A non-empty tree cannot have height $0$. Pretty revolutionary stuff.

Transition

Take a BST with $n$ nodes and height at most $k$.

Suppose the left subtree has $l$ nodes. Then:

• the root is forced,
• the right subtree has $n-1-l$ nodes,
• both subtrees must have height at most $k-1$.

So the number of possibilities for this split is

$$dp[l][k-1] \cdot dp[n-1-l][k-1].$$

Summing over every possible split:

$$dp[n][k] = \sum_{l=0}^{n-1} dp[l][k-1] \cdot dp[n-1-l][k-1].$$

And that's the whole trick.

No extra combinatorial factor is needed. Once the left subtree size is $l$:

• the root key must be $l+1$,
• the left subtree gets exactly the smallest $l$ keys,
• the right subtree gets exactly the largest $n-1-l$ keys.

Each pair of left/right BSTs gives exactly one BST of size $n$.

Why this is correct

The recurrence is a bijection, which is the kind of thing DP likes and humans tolerate.

For every BST counted by $dp[n][k]$:

1. it has some root,
2. hence some left-subtree size $l$,
3. its left and right subtrees are BSTs of sizes $l$ and $n-1-l$,
4. each of those subtrees must have height at most $k-1$.

So every valid tree contributes to exactly one term in the sum.

Conversely, if you take:

• any BST with $l$ nodes and height at most $k-1$,
• any BST with $n-1-l$ nodes and height at most $k-1$,

and attach them as left/right children of the forced root, you get a unique BST with $n$ nodes and height at most $k$.

So the recurrence counts exactly the right objects.

Complexity

There are $O(nh)$ states, and each state tries all $n$ possible left-subtree sizes.

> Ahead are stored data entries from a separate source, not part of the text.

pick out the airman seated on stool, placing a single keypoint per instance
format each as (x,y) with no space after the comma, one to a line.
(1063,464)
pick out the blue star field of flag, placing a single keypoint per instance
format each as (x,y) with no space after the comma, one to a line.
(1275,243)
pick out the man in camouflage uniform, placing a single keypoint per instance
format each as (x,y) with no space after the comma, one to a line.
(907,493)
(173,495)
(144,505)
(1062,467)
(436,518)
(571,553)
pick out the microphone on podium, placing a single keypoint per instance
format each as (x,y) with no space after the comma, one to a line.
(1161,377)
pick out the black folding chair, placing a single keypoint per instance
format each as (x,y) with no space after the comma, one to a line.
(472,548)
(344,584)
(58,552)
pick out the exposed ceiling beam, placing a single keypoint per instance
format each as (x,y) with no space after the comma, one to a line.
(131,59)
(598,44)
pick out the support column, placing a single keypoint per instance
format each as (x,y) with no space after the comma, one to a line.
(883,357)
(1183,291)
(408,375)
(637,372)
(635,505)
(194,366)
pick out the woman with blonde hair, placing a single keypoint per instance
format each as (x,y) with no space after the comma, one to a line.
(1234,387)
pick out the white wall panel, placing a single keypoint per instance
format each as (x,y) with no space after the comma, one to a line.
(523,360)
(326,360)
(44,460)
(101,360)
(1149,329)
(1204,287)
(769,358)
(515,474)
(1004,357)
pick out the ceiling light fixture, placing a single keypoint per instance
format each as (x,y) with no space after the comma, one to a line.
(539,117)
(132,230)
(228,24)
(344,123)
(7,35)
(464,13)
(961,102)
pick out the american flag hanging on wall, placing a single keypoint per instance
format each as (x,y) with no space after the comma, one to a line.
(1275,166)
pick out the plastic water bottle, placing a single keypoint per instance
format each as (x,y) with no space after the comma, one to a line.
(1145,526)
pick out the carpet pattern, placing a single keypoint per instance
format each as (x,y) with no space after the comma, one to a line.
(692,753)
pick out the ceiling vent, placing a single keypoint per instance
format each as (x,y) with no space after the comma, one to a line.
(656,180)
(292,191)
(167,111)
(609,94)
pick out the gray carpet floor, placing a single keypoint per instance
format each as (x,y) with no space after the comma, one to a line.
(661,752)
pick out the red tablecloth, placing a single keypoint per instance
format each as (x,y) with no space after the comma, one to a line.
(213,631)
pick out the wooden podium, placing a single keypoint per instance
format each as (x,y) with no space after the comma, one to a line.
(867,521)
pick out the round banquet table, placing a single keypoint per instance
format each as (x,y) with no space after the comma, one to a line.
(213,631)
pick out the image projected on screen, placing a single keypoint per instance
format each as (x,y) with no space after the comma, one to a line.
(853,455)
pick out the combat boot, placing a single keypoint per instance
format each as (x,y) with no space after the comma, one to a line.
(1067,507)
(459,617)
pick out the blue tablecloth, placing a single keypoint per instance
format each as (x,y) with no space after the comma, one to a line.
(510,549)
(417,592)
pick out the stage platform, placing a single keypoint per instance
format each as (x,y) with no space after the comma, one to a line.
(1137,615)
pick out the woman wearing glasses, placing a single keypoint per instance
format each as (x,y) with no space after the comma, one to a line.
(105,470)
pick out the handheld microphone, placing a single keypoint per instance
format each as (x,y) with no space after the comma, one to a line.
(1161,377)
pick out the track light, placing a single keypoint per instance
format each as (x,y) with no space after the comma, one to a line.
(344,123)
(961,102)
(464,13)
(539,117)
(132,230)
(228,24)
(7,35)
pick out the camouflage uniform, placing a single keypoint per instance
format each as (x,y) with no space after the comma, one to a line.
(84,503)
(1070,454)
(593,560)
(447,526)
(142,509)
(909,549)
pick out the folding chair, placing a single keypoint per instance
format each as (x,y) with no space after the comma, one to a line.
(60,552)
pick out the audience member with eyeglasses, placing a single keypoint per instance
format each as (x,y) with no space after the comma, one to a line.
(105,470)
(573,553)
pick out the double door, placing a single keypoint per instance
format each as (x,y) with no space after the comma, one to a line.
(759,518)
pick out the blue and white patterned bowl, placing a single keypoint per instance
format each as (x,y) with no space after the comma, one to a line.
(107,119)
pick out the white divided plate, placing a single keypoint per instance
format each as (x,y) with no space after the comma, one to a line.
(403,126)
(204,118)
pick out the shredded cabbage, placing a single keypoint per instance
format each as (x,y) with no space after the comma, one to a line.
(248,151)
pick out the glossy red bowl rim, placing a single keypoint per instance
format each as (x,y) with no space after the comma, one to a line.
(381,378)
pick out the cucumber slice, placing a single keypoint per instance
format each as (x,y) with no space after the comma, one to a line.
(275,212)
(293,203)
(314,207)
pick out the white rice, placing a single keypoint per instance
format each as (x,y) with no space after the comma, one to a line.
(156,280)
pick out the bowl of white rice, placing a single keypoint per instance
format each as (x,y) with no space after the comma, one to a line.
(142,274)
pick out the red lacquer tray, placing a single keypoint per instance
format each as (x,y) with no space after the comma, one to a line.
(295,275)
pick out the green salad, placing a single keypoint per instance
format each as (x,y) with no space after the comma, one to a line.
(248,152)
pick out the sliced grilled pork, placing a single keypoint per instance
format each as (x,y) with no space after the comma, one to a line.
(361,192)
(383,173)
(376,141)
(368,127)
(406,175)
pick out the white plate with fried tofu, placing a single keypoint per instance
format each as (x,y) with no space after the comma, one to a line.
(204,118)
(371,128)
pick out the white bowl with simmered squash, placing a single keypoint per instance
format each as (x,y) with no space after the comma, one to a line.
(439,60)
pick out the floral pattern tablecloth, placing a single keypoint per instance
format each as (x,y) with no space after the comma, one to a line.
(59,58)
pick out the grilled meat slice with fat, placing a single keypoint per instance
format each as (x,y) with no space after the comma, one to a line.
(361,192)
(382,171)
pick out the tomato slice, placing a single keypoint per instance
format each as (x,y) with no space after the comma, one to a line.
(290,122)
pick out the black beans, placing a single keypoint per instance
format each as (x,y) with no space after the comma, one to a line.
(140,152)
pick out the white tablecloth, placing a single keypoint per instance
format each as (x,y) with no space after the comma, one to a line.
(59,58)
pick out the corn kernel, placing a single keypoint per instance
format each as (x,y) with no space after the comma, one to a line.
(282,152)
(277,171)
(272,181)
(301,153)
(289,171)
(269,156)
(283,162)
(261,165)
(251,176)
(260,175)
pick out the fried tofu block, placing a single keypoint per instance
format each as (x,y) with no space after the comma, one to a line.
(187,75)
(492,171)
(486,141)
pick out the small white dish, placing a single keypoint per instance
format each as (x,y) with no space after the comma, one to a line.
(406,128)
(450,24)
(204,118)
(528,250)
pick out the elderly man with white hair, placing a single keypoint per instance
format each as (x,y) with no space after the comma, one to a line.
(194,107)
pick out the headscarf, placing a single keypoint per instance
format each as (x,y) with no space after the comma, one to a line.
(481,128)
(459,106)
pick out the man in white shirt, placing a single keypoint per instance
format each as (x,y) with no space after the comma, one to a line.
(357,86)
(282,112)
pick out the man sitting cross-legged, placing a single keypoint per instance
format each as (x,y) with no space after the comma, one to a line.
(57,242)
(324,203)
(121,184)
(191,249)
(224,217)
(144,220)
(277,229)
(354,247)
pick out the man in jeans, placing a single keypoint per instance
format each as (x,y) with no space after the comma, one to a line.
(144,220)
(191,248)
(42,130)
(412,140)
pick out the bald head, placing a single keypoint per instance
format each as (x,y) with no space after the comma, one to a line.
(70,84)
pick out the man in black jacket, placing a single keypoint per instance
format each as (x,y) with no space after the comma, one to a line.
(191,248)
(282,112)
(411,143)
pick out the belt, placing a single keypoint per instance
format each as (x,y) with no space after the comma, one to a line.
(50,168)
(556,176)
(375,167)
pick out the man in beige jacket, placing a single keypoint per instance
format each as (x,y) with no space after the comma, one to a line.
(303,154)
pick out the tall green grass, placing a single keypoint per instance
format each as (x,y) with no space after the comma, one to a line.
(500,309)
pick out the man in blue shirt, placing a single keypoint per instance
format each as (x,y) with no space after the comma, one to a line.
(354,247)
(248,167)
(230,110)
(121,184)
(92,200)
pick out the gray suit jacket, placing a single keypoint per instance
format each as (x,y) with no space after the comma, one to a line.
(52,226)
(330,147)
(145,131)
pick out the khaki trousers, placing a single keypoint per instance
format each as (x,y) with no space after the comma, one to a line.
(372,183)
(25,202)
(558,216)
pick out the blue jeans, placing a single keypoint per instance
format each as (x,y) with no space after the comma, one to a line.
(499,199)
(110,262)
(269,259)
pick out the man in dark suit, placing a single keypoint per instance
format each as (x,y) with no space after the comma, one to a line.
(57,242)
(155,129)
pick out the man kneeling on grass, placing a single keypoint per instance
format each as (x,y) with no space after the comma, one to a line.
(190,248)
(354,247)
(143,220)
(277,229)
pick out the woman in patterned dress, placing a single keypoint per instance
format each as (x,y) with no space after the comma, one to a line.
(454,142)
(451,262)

Therefore the time complexity is

$$O(n^2 h).$$

Since $h \le n \le 35$, this is tiny. You can brute-force your DP table and still have time left to laugh at the story.

Memory usage is

$$O(nh).$$

Implementation summary

1. Build dp[n][k] for all $0 \le n,k \le N$.
2. Use the base cases above.
3. Apply the split recurrence.
4. Print $dp[n][n] - dp[n][h-1].$

This is basically Catalan DP with a height cap. Same family, slightly more attitude.